In situ, the T. vulgaris-based emulsion exhibited maximum protection of 100 ± 0.0% and 67.2 ± 0.0% at a concentration of 0.8 mg/mL for isolates MB4 and MB5, respectively, which were higher than those obtained with Plantineb. These results can be explained not only by the fact that essential oils have a broad spectrum of activity compared to synthetic fungicides, but also by the improved bioavailability of the T. vulgaris essential oil emulsion in tomato fruits. Indeed, factors such as the size, polarity, and stability of antimicrobial molecules influence their bioavailability in situ or in vivo. Small, stable, and amphiphilic molecules have better diffusibility and activity in plant tissues [40].
5. Conclusion
The objective of this section was to evaluate the in vitro and in situ antifungal potential of essential oils and their emulsions against pathogens responsible for post-harvest tomato fruit rot. During this work, we first determined the chemical composition of the essential oils and their organoleptic characteristics. The yield of Foeniculum vulgare was 0.56. Two fungal species were observed, the most prevalent being Rhizopus stolonifer (MB4) and Colletotrichum cococode (MB5).
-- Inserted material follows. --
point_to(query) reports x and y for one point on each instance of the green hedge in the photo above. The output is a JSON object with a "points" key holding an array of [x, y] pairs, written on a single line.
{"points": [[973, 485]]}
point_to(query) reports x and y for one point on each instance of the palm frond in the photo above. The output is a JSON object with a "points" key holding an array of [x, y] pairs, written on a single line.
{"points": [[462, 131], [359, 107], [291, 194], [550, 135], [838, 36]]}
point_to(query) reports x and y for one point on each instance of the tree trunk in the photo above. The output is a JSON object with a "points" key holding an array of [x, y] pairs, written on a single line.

The results of the study of the activity of the two essential oils on MB4 and MB5 show that they have an effect on these fungi. Complete inhibition of MB4 and MB5 is achieved with a minimum concentration of 10 μl/20 ml of PDA.
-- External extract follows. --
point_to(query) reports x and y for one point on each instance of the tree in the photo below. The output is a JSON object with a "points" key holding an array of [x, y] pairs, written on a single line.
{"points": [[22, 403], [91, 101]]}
Based on these results, we can conclude that the essential oil of Foeniculum vulgare possesses very good antifungal activity against MB4 and MB5 using the direct contact method.
In view of the results obtained in vitro, it is interesting to highlight that Plantineb and the essential oil of Foeniculum vulgare were the most effective on mycelial growth with MICs of 0.40 and 0.70 mg/mL.
Authors’ Acknowledgements
The authors thank SONFACK Adalbert for initiating the project, Kamsu Noumegna Pamela Francine, Sone Enoné Bertin, Dikongue Ndondoni Jeannette Fabiola, and Evina Abessolo Guy Patrick for their assistance and collaboration in data collection and analysis, and Professor Jazet Ndongmo Pierre Michel for supervising this study. All authors have read and reread the final document.